In deze grafieken staat welk percentage asielzoekers direct werd toegelaten in diverse Europese landen:
Oorzaak 3: procedurele zorgvuldigheid
De data die wij hebben vergeleken zijn de asielaanvragen in eerste aanleg. Dat wil zeggen: de beslissing op het asielverzoek, zonder de bezwaarprocedure. Uit onderzoek blijkt dat de procedures in Europa enorm verschillen. Landen als Nederland, met een zorgvuldige procedure en waar asielzoekers recht hebben op een advocaat, hebben een hoger inwilligingspercentage in eerste aanleg.

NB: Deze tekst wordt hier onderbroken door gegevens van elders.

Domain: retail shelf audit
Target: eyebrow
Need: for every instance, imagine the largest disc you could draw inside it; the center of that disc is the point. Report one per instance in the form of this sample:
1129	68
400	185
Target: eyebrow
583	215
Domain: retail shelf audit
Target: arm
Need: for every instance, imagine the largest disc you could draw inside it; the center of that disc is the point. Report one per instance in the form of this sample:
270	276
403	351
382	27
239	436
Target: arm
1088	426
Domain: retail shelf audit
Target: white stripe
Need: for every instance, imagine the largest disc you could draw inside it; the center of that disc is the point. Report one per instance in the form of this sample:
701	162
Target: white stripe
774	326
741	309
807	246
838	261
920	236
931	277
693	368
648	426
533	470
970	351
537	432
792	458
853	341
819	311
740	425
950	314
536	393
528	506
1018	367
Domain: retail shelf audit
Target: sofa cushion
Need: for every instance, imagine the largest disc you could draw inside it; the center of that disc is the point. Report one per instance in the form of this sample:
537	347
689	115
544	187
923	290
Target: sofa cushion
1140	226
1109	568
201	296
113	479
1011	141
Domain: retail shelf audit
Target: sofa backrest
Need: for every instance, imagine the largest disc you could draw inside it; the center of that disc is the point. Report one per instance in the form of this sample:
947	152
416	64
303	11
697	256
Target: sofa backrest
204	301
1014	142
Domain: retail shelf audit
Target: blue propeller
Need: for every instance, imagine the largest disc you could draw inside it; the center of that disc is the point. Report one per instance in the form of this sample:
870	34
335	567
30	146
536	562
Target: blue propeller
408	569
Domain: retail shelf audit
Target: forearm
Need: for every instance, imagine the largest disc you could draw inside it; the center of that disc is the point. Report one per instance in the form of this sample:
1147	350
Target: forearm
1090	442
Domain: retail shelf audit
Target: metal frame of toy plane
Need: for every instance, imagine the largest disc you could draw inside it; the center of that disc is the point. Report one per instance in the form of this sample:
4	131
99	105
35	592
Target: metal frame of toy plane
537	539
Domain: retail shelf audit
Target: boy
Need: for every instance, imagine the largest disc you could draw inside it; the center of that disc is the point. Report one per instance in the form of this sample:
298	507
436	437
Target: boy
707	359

Andere landen hebben een lager inwilligingspercentage in eerste aanleg, maar beslissen na een bezwaarprocedure of tussenkomst van de rechter in hoger beroep vaker alsnog dat de asielzoeker mag blijven. In heel Europa gaat het ongeveer om 26 procent van de asielzoekers die na zo'n bezwaar of rechtszaak alsnog een verblijfsvergunning krijgen. In Nederland om 14 procent.
In deze grafiek is te zien hoeveel asielzoekers direct werden toegelaten, en hoeveel na bezwaarprocedures of rechtszaken:
Oorzaak 4: wijzigingen in 2021
De stroom aan asielzoekers verandert elk jaar, maar ook het beleid verandert. Bijvoorbeeld omdat het voor een bepaalde groep (on)veilig wordt. Zo is het inwilligingspercentage in 2020 en 2021 hoger voor landen waarvoor het asielbeleid door het ministerie is gewijzigd. Hierbij gaat het volgens dit rapport van de IND bijvoorbeeld om Gülenisten uit Turkije, lhbti'ers uit Rusland en voor jezidi's uit Centraal-Irak. Ook voor Nigeria werd het beleid gewijzigd.
Daarnaast past de IND sinds maart 2021 "het voordeel van de twijfel toe", met name in zaken van bekeerlingen en lhbti'ers. Het is bij sommigen in die groepen soms zo moeilijk te controleren of de asielzoeker de waarheid spreekt, dat ze ook bij twijfel mogen blijven.